The handscroll is the work of Xu Yang, who was recruited as a court painter by the Qianlong Emperor in the 1750s. It depicts scenes in Beijing during the aftermath of military campaigns to consolidate the emperor's power in China's west -- conflicts that would later form part of his so-called "Ten Great Campaigns." COURTESY
A rare 18th-century scroll has become one of the most expensive Chinese artworks ever to sell at auction. The 61-foot-long artwork fetched 414 million yuan (almost $65 million) when it went under the hammer in Beijing on Sunday.
The handscroll is the work of Xu Yang, who was recruited as a court painter by the Qianlong Emperor in the 1750s. It depicts scenes in Beijing during the aftermath of military campaigns to consolidate the emperor's power in China's west -- conflicts that would later form part of his so-called "Ten Great Campaigns."
Although often titled "Settling Down the Western Regions and Presenting Prisoners," the work was simply given the English name "Figure" by Poly Auction, the Beijing-based auction house behind the sale.
The detailed handscroll begins at Beijing's Zhengyang Gate and passes through Tiananmen Square, with the city's residents pictured alongside lines of guards and flag-bearers. The scene ends at the entrance to the Forbidden City where the artwork was once mounted, according to Poly Auction.
The artwork was commissioned by the Qianlong Emperor to mark his success quelling various uprisings, including his destruction of the Dzungar Khanate, a nomadic empire that once covered parts of Central Asia and the present-day Chinese region of Xinjiang.
The handscroll had previously broken the auction record for classical Chinese art when it fetched 134 million yuan ($21 million) in 2009, according to state media. It is now the third most expensive classical Chinese work ever to go under the hammer, a Poly Auction spokesperson confirmed, with the current record held by Wu Bin's "Ten Views of a Lingbi Rock," which sold for 512.9 million yuan ($80 million) last year.

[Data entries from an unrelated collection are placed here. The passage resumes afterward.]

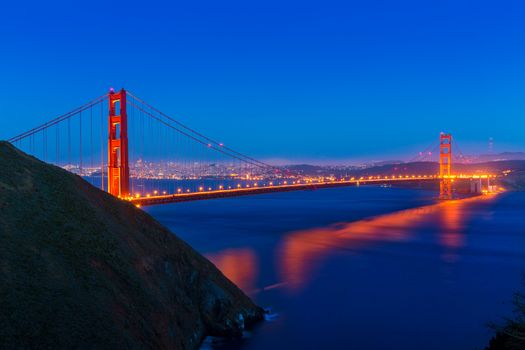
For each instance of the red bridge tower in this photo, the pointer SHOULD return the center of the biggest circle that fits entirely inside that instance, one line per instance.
(118, 167)
(445, 166)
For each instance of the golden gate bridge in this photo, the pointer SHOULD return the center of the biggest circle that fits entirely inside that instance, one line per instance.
(135, 152)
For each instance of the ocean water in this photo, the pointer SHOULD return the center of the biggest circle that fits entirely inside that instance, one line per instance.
(363, 268)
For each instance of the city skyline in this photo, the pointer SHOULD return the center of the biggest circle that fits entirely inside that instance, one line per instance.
(293, 82)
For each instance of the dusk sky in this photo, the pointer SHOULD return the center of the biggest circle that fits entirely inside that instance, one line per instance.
(287, 80)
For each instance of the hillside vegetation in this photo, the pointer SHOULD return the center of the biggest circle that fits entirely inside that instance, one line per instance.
(81, 269)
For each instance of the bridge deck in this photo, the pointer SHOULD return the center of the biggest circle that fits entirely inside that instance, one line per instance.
(203, 195)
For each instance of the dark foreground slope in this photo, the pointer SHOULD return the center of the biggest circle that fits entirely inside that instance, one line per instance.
(81, 269)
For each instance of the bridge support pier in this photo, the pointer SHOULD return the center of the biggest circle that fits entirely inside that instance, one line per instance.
(118, 167)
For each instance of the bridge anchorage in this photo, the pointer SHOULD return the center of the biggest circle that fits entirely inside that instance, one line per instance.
(144, 156)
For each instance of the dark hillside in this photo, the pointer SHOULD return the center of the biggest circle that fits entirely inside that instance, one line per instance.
(81, 269)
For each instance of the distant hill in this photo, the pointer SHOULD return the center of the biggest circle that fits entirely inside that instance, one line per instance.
(82, 269)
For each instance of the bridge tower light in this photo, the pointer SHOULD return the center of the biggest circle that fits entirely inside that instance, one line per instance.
(118, 167)
(445, 166)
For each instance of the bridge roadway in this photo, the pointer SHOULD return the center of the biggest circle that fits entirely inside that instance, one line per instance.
(236, 192)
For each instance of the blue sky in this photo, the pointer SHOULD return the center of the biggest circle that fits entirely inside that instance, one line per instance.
(280, 80)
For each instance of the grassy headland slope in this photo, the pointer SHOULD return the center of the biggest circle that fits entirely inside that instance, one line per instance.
(81, 269)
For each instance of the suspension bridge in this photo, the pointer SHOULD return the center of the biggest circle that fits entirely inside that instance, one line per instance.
(132, 150)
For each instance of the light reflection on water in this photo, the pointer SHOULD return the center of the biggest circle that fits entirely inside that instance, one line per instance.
(339, 266)
(239, 265)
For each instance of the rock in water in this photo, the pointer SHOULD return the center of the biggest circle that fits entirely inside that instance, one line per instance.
(82, 269)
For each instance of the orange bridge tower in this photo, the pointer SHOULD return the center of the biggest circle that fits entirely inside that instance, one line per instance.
(445, 166)
(118, 167)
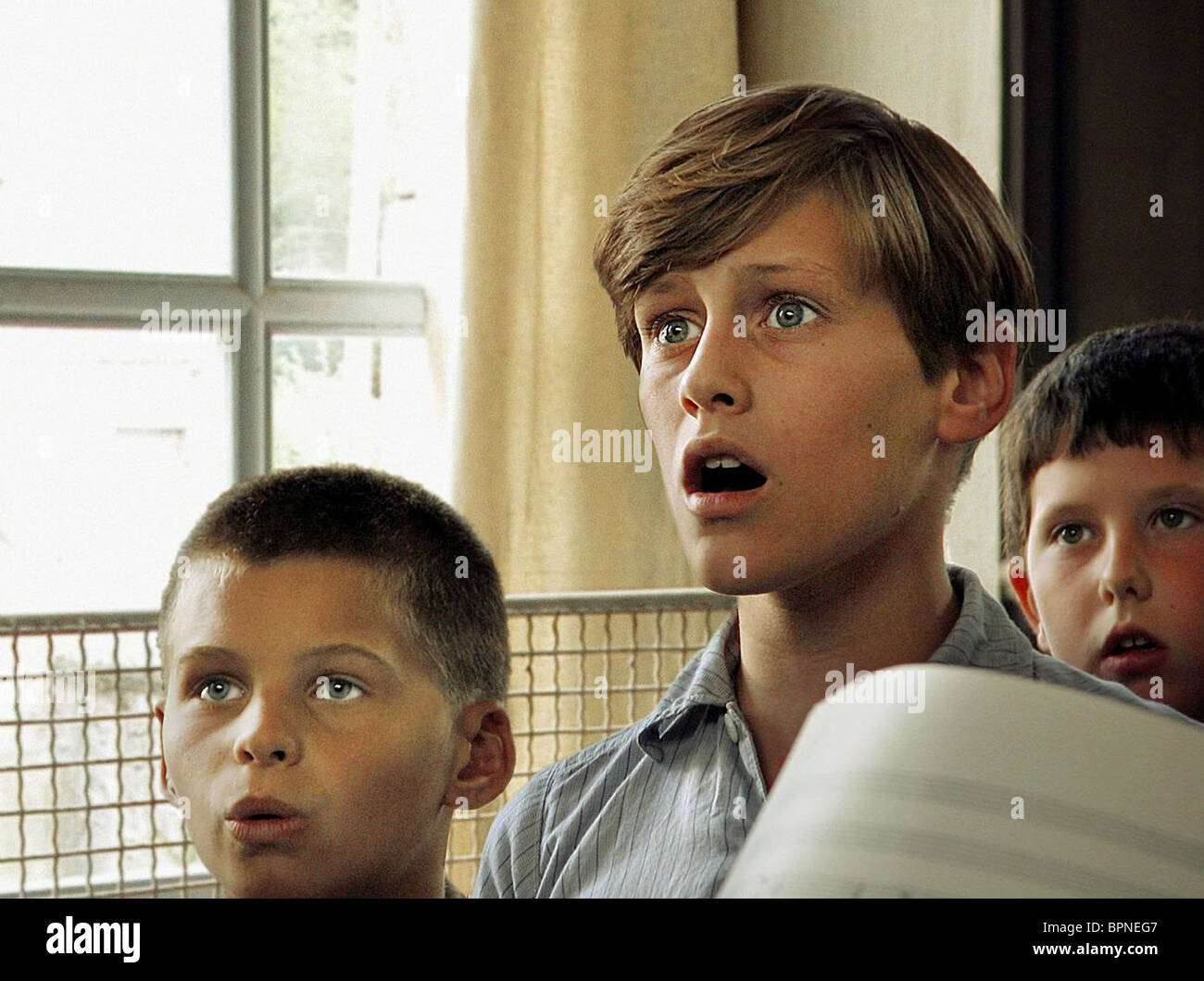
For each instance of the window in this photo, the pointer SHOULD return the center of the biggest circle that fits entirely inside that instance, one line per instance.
(227, 233)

Ailing from Suzhou, a city just west of Shanghai, Xu was known for depicting key moments in imperial history as well as urban life in China, though his sense of perspective and figuration were influenced by European art.
The Metropolitan Museum of Art's permanent collection contains some of the 12 handscrolls Xu produced to mark one of the Qianlong Emperor's famous tours of southern China.